Let α and β be the roots of the polynomial, then we have f(x) = x² + (1 - α)x - α. f(1) = 2 - α. f(2) = 4 + 2(1 - α) - α = 6 - 3α. If f(1) + f(2) = 0 ⇒ 2 - α + 6 - 3α = 0 ⇒ 8 - 4α = 0 ⇒ α = 2. So the other root is 85. Let the roots be α and β. Then α + β = α - 1 and αβ = -α. Since α is a root, f(α) = 0. f(1) + f(2) = 0. Let f(x) = ax² + bx + c. f(1) = a + b + c. f(2) = 4a + 2b + c. f(1) + f(2) = 5a + 3b + 2c = 0. If α is a root, then aα² + bα + c = 0. Let α = 2. Then 4a + 2b + c = 0. This means f(2) = 0. Since f(1) + f(2) = 0, then f(1) = 0. Therefore, 1 is a root.
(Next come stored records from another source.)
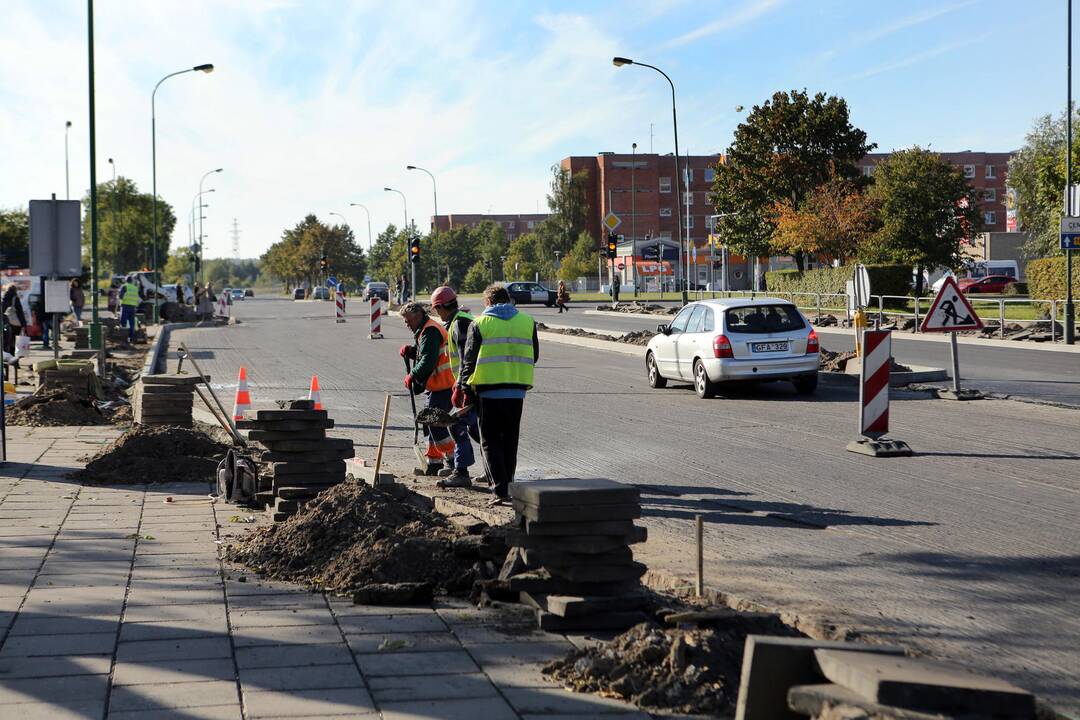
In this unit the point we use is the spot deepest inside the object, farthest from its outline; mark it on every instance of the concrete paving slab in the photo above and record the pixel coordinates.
(175, 695)
(309, 703)
(448, 662)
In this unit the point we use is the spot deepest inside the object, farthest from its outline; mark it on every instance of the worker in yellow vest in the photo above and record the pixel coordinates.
(501, 350)
(444, 301)
(431, 375)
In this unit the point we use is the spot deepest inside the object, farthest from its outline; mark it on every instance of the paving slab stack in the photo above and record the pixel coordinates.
(164, 399)
(574, 538)
(302, 461)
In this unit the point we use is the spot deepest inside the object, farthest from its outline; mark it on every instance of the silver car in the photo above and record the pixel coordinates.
(715, 341)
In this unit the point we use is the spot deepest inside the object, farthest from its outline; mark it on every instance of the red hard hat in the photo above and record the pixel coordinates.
(443, 296)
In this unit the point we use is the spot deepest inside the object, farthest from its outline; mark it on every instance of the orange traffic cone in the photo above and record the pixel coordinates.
(243, 402)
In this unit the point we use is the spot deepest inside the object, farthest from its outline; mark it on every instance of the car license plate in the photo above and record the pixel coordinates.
(768, 347)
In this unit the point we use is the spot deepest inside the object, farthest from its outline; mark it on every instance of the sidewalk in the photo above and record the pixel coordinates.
(113, 603)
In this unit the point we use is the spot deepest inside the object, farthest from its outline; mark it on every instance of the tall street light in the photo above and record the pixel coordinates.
(619, 62)
(201, 180)
(206, 67)
(67, 170)
(368, 213)
(412, 265)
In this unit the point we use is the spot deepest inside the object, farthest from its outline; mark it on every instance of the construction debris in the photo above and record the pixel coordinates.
(361, 541)
(684, 669)
(154, 454)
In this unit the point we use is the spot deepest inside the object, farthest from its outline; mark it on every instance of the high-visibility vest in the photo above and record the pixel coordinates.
(443, 377)
(505, 353)
(451, 347)
(131, 295)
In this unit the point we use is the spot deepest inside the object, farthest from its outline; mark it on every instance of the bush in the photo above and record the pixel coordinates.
(885, 280)
(1045, 279)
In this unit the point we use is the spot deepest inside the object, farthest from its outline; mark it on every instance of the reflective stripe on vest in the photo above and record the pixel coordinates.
(131, 295)
(451, 347)
(442, 378)
(505, 353)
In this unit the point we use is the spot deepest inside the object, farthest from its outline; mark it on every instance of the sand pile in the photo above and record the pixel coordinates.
(156, 453)
(355, 540)
(683, 670)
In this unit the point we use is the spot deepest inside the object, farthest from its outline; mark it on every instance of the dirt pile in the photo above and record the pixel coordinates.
(154, 453)
(684, 670)
(61, 406)
(355, 540)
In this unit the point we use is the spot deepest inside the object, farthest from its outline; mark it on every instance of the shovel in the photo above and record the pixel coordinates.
(420, 456)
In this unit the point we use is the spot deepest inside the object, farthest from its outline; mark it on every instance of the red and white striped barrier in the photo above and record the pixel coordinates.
(874, 398)
(339, 301)
(376, 333)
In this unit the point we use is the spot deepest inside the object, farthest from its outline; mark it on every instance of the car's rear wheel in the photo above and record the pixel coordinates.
(656, 380)
(806, 384)
(702, 384)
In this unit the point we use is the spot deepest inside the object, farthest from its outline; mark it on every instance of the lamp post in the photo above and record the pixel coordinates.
(412, 265)
(368, 213)
(67, 168)
(206, 67)
(619, 62)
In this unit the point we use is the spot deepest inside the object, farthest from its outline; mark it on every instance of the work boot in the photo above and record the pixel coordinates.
(458, 479)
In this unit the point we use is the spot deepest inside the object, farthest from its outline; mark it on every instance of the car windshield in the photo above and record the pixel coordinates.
(764, 318)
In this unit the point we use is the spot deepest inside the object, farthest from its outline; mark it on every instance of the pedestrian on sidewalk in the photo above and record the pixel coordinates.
(78, 300)
(444, 300)
(129, 303)
(430, 374)
(562, 297)
(501, 350)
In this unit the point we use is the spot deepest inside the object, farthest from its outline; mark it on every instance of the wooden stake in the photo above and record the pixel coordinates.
(382, 437)
(701, 556)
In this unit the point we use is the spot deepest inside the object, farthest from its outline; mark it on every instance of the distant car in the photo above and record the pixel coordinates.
(988, 285)
(376, 289)
(530, 294)
(716, 341)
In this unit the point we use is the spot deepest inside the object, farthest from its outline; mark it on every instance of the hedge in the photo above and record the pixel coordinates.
(1045, 279)
(885, 280)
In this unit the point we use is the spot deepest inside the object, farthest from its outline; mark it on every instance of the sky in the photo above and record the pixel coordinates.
(318, 104)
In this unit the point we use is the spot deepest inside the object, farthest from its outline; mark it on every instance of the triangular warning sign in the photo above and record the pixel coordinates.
(950, 311)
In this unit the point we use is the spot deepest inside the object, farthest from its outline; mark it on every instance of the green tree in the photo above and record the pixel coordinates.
(928, 208)
(124, 225)
(787, 146)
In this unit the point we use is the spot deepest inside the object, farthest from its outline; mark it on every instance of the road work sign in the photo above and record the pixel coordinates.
(950, 311)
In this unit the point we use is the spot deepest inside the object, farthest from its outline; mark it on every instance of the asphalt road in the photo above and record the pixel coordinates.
(968, 551)
(1023, 370)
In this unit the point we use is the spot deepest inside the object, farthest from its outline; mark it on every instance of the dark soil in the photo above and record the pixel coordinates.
(352, 538)
(55, 407)
(660, 668)
(154, 453)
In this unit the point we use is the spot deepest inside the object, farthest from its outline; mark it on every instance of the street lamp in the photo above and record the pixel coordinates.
(412, 265)
(67, 171)
(619, 62)
(368, 213)
(206, 67)
(201, 180)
If 1 and 2 are roots, then f(x) = k(x-1)(x-2) for some constant k. f(1) + f(2) = 0. f(x) = a(x-α)(x-β) = 0. f(1) = a(1-α)(1-β) and f(2) = a(2-α)(2-β). f(1) + f(2) = a[(1-α)(1-β) + (2-α)(2-β)] = 0. If α = 2, then (1-2)(1-β) + (2-2)(2-β) = 0. -(1-β) = 0 ⇒ β = 1. If α is a root, then the other root is 85. So the correct answer is option D.